One of the most frustrating things for wannabe entrepreneurs is figuring out when is the right time to make the leap from a job to owning a business. While there are a lot of unknowns surrounding a new business, one thing is for sure – quitting that job and jumping into a startup can put a strain on your life; finances, marriage, you name it. So what’s the best strategy for taking the plunge?
One frequently recommend path is referred to as ‘bridging’.
First of all, bridging assumes you are part of a couple. You and your significant other are both currently employed and bringing in enough income to both support your basic necessities and hopefully put something away either in your retirement accounts, kid’s college savings, or other investments. But when the tug of business ownership becomes overwhelming, and one of you decides to become a franchise business owner, the other keeps their day job – you ‘bridge’ your way to business ownership.
By bridging, you’ll lose one of your income sources, but have enough income to cover the all-important mortgage and basic expenses. But there’s another important benefit.
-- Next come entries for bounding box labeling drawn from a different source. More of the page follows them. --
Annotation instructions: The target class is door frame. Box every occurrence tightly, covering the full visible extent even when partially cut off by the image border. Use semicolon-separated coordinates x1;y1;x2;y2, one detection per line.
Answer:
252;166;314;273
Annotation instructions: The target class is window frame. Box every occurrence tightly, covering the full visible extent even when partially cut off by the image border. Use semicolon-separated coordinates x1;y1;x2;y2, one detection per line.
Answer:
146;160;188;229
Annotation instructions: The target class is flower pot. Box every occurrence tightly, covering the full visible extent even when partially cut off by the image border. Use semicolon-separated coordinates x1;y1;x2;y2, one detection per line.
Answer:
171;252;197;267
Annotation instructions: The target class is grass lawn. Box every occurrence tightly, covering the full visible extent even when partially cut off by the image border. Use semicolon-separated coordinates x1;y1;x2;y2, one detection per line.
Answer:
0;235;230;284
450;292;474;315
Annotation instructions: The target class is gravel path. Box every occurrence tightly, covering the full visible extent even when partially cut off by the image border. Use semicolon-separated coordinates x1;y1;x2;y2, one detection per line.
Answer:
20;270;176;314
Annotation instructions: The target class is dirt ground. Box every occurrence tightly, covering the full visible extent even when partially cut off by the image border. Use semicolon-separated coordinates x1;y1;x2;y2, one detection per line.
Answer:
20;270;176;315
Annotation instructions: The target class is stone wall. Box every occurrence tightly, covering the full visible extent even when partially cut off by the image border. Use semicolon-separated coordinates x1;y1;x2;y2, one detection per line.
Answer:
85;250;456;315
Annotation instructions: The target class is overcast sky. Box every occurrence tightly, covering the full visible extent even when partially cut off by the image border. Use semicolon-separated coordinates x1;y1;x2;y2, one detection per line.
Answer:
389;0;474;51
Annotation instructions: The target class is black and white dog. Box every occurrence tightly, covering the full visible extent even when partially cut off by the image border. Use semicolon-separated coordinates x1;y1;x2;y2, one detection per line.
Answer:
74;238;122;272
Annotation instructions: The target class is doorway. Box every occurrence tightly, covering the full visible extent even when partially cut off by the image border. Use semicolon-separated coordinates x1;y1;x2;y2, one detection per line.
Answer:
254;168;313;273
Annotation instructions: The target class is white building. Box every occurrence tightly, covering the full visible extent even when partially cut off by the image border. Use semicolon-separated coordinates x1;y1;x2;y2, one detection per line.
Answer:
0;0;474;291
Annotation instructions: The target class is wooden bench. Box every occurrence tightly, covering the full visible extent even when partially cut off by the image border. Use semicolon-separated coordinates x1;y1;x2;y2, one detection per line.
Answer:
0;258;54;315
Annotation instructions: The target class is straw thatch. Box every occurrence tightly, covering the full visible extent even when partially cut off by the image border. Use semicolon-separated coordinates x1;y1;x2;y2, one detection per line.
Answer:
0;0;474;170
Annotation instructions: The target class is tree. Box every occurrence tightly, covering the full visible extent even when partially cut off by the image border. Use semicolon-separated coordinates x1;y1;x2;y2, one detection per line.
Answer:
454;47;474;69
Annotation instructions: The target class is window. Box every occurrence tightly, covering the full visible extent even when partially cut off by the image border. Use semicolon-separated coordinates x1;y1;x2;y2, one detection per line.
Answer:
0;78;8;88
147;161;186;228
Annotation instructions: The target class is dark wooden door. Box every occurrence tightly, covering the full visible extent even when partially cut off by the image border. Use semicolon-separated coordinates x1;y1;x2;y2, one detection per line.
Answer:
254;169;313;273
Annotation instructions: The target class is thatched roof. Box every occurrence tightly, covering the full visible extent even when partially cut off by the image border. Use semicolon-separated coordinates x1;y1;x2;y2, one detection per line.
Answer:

Even though a franchise business normally brings less stress than starting something from scratch, there’s still a startup phase. Starting around the time the ink is just drying on your new business cards, but before you’ve actually starting ringing the cash register, the uncertainty of when the sales will come inevitably starts to creep in. A typical startup phase can last anywhere from 6 to 18 months, or longer, depending on the concept you choose. So having the basics covered during this time will lower stress on finances and ultimately your relationship with your partner, and free you up to give your new endeavor your complete focus.
It’s important to consider that, even though the partner in the job won’t be focused on the franchise on a daily basis, they are still making sacrifices for your new venture. By making it a point to check in on their stress level periodically, you’ll be able to head off any possible issues caused by them feeling like they’re shouldering all the financial burden of your new venture. Keeping them apprised of your successes, making them a part of your budgeting process. and showing them your progress are all ways you can make them see the benefit of the bridging concept and how it’s really both of you who are working toward this newfound goal of business ownership.
One thing entrepreneurs seem to have in common is they say they waited too long to take the leap into making business ownership a reality. By using the bridging strategy, perhaps you can get started sooner rather than later.